Pavement surface maintenance is pivotal for road safety. There exist a number of manual, time-consuming methods to examine pavement conditions and spot distresses. More recently, alternative pavement monitoring methods have been developed, which take advantage of unmanned aerial systems (UASs). However, existing UAS-based approaches make use of either image or LiDAR data, which do not allow for exploring the complementary characteristics of the two systems. This study explores the feasibility of fusing UAS-based imaging and low-cost LiDAR data to enhance pavement crack segmentation using a deep convolutional neural network (DCNN) model. Three datasets are collected using two different UASs at varying flight heights, and two types of pavement distress are investigated, namely cracks and sealed cracks. Four different imaging/LiDAR fusing combinations are created, namely RGB, RGB + intensity, RGB + elevation, and RGB + intensity + elevation. A modified U-net with residual blocks inspired by ResNet was adopted for enhanced pavement crack segmentation. Comparative analyses were conducted against state-of-the-art networks, namely U-net and FPHBN networks, demonstrating the superiority of the developed DCNN in terms of accuracy and generalizability. Using the RGB case of the first dataset, the obtained precision, recall, and F-measure are 77.48%, 87.66%, and 82.26%, respectively. The fusion of the geometric information from the elevation layer with RGB images led to a 2% increase in recall. Fusing the intensity layer with the RGB images yielded a reduction of approximately 2%, 8%, and 5% in the precision, recall, and F-measure. This is attributed to the low spatial resolution and high point cloud noise of the used LiDAR sensor. The second dataset crack samples obtained largely similar results to those of the first dataset. In the third dataset, capturing higher-resolution LiDAR data at a lower altitude led to improved recall, indicating finer crack detail detection. This fusion, however, led to a decrease in precision due to point cloud noise, which caused misclassifications. In contrast, for the sealed crack, the addition of LiDAR data improved the sealed crack segmentation by about 4% and 7% in the second and third datasets, respectively, compared to the RGB cases.
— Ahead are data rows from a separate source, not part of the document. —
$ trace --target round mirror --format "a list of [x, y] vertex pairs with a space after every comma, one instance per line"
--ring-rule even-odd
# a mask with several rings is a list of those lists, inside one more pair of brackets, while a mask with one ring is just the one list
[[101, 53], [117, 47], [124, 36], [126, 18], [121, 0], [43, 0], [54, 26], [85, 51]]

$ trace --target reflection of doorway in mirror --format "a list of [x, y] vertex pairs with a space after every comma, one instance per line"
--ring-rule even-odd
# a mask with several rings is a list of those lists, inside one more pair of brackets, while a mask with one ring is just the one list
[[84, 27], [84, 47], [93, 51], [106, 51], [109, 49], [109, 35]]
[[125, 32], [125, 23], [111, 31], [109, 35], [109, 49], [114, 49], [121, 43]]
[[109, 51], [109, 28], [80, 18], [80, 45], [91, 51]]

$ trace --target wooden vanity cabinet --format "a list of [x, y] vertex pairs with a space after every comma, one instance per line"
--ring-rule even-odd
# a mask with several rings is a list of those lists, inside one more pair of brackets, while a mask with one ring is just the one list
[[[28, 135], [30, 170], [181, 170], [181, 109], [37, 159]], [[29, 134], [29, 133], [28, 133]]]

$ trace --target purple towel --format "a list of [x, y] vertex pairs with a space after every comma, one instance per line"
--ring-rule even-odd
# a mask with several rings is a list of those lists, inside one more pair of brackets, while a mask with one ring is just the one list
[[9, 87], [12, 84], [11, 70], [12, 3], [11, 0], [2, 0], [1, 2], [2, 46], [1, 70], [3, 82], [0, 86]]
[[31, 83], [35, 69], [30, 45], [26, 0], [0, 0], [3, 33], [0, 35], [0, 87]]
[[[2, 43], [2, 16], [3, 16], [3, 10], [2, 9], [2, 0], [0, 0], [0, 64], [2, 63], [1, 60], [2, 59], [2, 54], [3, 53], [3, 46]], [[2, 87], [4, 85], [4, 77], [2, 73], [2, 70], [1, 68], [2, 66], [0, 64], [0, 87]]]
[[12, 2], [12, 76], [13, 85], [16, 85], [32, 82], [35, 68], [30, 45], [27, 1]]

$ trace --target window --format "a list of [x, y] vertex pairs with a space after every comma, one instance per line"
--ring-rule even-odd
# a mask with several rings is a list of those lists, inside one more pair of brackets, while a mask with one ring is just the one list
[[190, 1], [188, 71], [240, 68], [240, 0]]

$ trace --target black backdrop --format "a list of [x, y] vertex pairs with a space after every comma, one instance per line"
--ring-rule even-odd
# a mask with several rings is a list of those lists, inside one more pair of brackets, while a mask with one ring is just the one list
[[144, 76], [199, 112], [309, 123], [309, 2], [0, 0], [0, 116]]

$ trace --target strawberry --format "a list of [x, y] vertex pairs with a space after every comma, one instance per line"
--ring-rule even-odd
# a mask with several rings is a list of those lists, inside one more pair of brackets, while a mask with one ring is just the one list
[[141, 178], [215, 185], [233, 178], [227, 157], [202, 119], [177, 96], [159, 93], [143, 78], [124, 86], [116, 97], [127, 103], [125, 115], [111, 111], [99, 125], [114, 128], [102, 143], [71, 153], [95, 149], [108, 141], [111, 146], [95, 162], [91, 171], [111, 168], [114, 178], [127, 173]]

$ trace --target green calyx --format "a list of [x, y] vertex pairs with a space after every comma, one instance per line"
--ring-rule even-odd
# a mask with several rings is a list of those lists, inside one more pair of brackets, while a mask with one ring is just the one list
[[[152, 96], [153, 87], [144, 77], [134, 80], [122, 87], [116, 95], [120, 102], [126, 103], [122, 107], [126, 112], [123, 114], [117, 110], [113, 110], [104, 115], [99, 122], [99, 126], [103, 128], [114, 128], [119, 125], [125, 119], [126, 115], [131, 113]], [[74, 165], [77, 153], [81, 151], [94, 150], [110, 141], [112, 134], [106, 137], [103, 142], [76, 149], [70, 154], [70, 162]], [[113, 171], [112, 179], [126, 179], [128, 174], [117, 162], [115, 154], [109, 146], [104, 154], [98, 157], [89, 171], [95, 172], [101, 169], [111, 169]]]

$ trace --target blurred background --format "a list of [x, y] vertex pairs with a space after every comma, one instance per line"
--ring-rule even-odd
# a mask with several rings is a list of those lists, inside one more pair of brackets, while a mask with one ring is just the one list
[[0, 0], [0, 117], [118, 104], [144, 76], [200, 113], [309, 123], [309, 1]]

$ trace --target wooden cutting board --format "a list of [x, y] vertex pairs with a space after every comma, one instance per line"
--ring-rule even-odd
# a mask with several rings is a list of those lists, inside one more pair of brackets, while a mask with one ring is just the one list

路面表面维护对道路安全至关重要。存在许多人工且耗时的方法来检查路面状况并发现病害。最近,已开发出替代的路面监测方法,这些方法利用了无人机系统(UAS)。然而,现有的基于UAS的方法要么使用图像数据,要么使用激光雷达数据,无法利用这两种系统的互补特性。本研究探讨了融合基于UAS的成像数据和低成本激光雷达数据以使用深度卷积神经网络(DCNN)模型增强路面裂缝分割的可行性。使用两种不同的UAS在不同飞行高度收集了三个数据集,并研究了两种类型的路面病害,即裂缝和密封裂缝。创建了四种不同的成像/激光雷达融合组合,即RGB、RGB + 强度、RGB + 高程以及RGB + 强度 + 高程。采用了受ResNet启发带有残差块的改进U-net用于增强路面裂缝分割。针对最先进的网络,即U-net和FPHBN网络进行了对比分析,证明了所开发的DCNN在准确性和通用性方面的优越性。使用第一个数据集的RGB情况,得到的精度、召回率和F值分别为77.48%、87.66%和82.26%。高程层的几何信息与RGB图像的融合使召回率提高了2%。强度层与RGB图像的融合使精度、召回率和F值分别降低了约2%、8%和5%。这归因于所用激光雷达传感器的低空间分辨率和高激光点云噪声。第二个数据集的裂缝样本获得了与第一个数据集大致相似的结果。在第三个数据集中,在较低高度捕获更高分辨率的激光雷达数据导致召回率提高,表明裂缝细节检测更精细。然而,这种融合由于激光点云噪声导致精度下降,从而引起误分类。相比之下,对于密封裂缝,与RGB情况相比,在第二个和第三个数据集中添加激光雷达数据分别使密封裂缝分割提高了约4%和7%。